At the end of the afternoon on 22 April 1915, the German troops released approximately 150 tons of chlorine gas at the allies, which were dug in at the Northern side of the so-called Ieper Salient between Steenstrate and Langemarck. This meant the start of chemical warfare in World War I, which would only increase up to the point where near the end of the war in 1918 approximately 25% of all ammunition would carry a chemical payload.

In 1929 the veteran French soldiers of the 418th regiment at Steenstrate erected a monument in commemoration of the first major gas attack with chlorine gas. The memorial was made by the French artist Maxime Real del Sarte and realistically portrayed a soldier with his hands around his neck fighting for one last sip air. Two soldiers are already choked at his feet. The text under the monument read that on April 22, 1915 troops of the French 45th Division and the 87th Territorial Division were poisoned by gas and since then there were still casualties of this terrible weapon which was first used by the Germans.


Het opgeblazen momument te Steenstraete

This monument was clearly a thorn in the foot for the Germans and they blew up the monument during the Second World War in May 1941. Which says something about the realistic expressiveness of the memorial, of which now only survive some photographs.

After World War II, at the same location a 15-metre high aluminum cross was erected in 1961 which was unveiled as a sign of Belgo-Franco-German reconciliation.

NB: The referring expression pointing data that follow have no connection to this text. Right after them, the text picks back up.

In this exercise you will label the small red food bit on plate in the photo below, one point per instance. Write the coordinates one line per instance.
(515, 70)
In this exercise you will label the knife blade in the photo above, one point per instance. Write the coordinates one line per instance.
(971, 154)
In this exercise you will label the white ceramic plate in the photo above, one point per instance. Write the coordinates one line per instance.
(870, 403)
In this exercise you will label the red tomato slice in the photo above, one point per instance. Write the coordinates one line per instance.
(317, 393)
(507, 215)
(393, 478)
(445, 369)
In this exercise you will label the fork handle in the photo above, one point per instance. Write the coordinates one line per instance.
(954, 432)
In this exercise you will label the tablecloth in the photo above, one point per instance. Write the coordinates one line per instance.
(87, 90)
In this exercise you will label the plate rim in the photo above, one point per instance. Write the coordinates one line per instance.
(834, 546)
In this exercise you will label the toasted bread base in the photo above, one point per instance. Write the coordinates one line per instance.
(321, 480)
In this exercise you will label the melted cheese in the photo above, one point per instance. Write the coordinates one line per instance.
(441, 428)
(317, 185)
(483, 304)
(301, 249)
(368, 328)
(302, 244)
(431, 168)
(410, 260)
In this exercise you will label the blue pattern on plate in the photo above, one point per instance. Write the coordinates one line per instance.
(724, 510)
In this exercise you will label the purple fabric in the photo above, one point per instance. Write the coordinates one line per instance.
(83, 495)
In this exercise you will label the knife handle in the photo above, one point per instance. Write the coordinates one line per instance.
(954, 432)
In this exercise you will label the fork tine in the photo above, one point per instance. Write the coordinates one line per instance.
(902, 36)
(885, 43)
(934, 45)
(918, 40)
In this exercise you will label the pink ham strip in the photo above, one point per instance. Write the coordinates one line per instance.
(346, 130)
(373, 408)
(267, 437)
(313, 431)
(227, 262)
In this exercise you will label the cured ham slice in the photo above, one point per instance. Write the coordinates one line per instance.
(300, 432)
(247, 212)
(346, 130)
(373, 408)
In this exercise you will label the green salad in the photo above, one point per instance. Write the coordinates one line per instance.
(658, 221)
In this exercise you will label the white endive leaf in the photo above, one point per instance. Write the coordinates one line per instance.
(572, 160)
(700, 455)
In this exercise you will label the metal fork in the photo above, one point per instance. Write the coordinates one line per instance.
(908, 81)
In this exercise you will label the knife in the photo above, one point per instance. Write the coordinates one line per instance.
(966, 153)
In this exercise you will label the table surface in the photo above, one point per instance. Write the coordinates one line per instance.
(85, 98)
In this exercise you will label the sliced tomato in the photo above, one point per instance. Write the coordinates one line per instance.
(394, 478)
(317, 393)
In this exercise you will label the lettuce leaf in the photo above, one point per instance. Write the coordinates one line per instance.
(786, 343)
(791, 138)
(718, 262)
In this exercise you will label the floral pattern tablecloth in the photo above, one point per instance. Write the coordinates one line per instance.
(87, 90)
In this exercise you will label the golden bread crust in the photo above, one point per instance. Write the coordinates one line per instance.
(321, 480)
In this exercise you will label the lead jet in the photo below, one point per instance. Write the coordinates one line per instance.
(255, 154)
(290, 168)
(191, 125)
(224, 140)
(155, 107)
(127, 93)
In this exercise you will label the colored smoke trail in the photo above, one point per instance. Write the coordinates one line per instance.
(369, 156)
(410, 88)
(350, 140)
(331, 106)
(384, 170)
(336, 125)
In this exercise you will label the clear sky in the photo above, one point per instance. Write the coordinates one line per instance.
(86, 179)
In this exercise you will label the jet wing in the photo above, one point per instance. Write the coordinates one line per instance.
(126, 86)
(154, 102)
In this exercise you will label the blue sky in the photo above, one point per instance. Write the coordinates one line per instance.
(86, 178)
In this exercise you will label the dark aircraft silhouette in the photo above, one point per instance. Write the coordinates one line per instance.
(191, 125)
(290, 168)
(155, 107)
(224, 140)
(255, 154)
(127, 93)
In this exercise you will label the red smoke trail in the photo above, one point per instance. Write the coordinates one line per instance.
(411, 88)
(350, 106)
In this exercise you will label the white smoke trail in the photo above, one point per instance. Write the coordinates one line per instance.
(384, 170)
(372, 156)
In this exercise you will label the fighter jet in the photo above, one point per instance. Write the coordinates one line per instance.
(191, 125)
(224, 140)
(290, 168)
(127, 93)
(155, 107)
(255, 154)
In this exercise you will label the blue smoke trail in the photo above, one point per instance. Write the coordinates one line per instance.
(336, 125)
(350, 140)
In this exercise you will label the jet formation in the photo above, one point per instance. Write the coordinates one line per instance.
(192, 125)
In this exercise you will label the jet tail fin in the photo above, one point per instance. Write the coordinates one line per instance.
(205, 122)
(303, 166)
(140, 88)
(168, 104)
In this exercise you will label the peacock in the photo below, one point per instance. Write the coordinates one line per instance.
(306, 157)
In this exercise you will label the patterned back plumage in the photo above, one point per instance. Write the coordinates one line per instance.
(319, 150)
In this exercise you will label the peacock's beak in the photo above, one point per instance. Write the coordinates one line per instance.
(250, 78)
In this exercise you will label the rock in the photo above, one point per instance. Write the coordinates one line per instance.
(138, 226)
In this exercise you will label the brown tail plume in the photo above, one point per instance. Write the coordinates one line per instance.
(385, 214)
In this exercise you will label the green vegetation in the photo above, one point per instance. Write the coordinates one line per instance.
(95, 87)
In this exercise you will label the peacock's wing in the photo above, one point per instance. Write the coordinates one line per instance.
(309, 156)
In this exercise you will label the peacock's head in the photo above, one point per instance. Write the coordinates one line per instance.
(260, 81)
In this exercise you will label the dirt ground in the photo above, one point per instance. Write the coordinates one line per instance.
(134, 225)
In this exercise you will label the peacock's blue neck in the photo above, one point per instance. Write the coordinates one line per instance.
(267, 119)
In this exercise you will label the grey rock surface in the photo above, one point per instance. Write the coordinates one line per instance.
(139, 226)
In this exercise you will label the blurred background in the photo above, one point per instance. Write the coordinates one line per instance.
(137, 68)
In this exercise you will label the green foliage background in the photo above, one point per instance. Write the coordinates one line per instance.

No longer the sign of the finger for the Germans, but at the foot of the monument a text calling for peace and reconciliation in the world. At commemoration of the events in April 1915 German soldiers can be safely present. Realistic image has been replaced by a widely known Christian religious symbol. Ironic is that one of the two French divisions, which, on April 22, 1915, received the maximum load of the gas attack, was the 45th Algerian Division. The question remains if all Algerian fighters could find themselves under the symbol of the cross.